But researchers at the Georgia Institute of Technology have overcome these limitations through the development of an inexpensive, easy-to-assemble, modular, autonomous tracking microscope.

At a cost of $400 in parts with DIY assembly instructions available, Trackoscope is a frugal-science innovation accessible to a wide range of users, from high school laboratories to resource-constrained research environments.

Developed in the laboratory of Saad Bhamla, associate professor in Georgia Tech's School of Chemical and Biomolecular Engineering (ChBE), the Trackoscope is described in a new paper published in the journal PLOS ONE

The lead author of the paper is mechanical engineering major Priya Soneji, an undergraduate researcher working in the Bhamla Lab.

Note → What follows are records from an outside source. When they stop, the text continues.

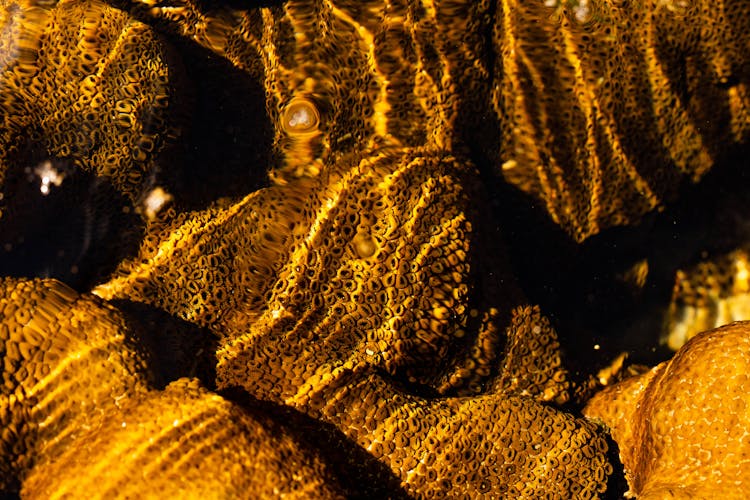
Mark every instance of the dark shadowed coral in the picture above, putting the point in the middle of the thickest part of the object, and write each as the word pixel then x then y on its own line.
pixel 709 294
pixel 85 83
pixel 80 415
pixel 340 291
pixel 682 426
pixel 606 107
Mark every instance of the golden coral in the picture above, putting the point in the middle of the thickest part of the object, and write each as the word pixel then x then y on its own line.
pixel 86 83
pixel 681 427
pixel 81 416
pixel 364 287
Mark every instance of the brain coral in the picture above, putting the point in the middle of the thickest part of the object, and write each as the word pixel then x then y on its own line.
pixel 85 82
pixel 80 414
pixel 682 426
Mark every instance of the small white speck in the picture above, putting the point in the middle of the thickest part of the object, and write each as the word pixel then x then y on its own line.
pixel 49 175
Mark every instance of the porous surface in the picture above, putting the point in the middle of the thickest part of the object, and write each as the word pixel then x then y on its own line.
pixel 680 427
pixel 81 416
pixel 85 83
pixel 366 285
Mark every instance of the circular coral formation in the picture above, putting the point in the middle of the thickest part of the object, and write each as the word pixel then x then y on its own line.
pixel 300 116
pixel 681 427
pixel 366 287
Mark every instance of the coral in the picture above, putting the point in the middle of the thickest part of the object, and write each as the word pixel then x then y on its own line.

Now a Georgia Tech senior, she first had the idea for the Trackoscope in 2019 while still a student at Milton High School near Atlanta.

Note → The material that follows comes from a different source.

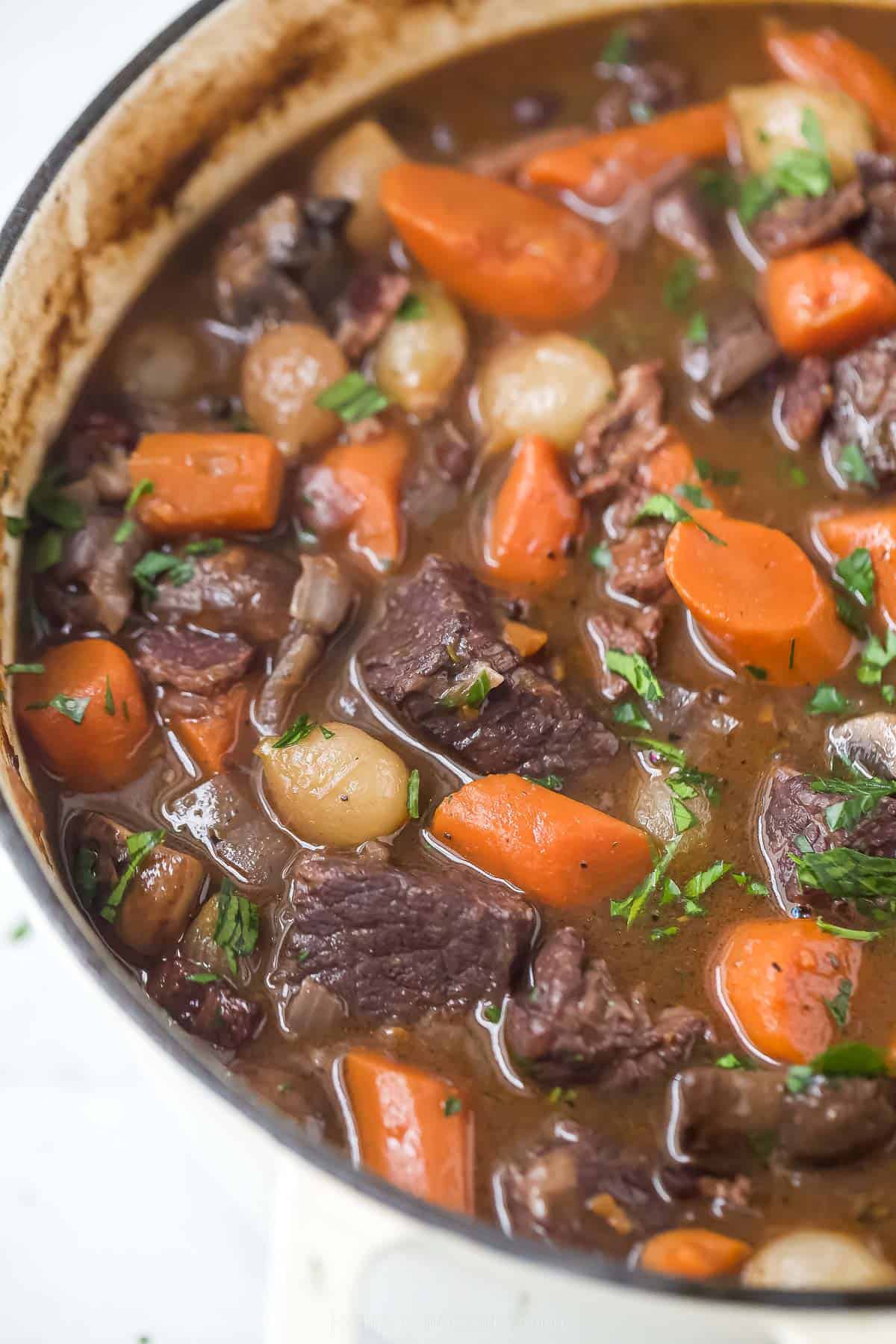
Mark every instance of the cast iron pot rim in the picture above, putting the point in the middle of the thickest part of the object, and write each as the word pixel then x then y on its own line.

"I was frustrated that I had to keep moving around the slide to see organisms under the microscope, and I figured there could be a way to automate that since I'd been working with robotics since third grade," Soneji said.

Then, she learned of the wide range of frugal-science innovations emerging from the Bhamla Lab, so she reached out to begin the project while finishing her high school studies. "I pitched him the project, and he was immediately on board."

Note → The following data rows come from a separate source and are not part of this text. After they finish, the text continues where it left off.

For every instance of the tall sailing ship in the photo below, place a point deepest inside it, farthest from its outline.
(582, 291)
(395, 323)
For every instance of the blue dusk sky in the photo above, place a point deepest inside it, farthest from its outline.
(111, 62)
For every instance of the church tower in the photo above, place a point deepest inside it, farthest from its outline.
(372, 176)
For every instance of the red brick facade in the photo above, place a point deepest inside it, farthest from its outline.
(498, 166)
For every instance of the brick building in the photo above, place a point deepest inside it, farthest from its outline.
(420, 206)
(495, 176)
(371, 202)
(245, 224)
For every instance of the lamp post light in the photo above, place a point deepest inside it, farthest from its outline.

In addition to Bhamla, Soneji's research mentors include paper co-author Elio Challita (Bioengineering Ph.D. 2023), who is now a postdoctoral researcher at Harvard University.

Capturing diverse behaviors

Soneji's original concept evolved into a versatile microscope capable of monitoring organisms across velocities ranging from 0.1 µm/s to 2 mm/s within a vast tracking area of 325 cm². This expansive view minimizes the risk of organisms colliding with container walls, preserving their natural behaviors and enabling experiments involving predator-prey dynamics.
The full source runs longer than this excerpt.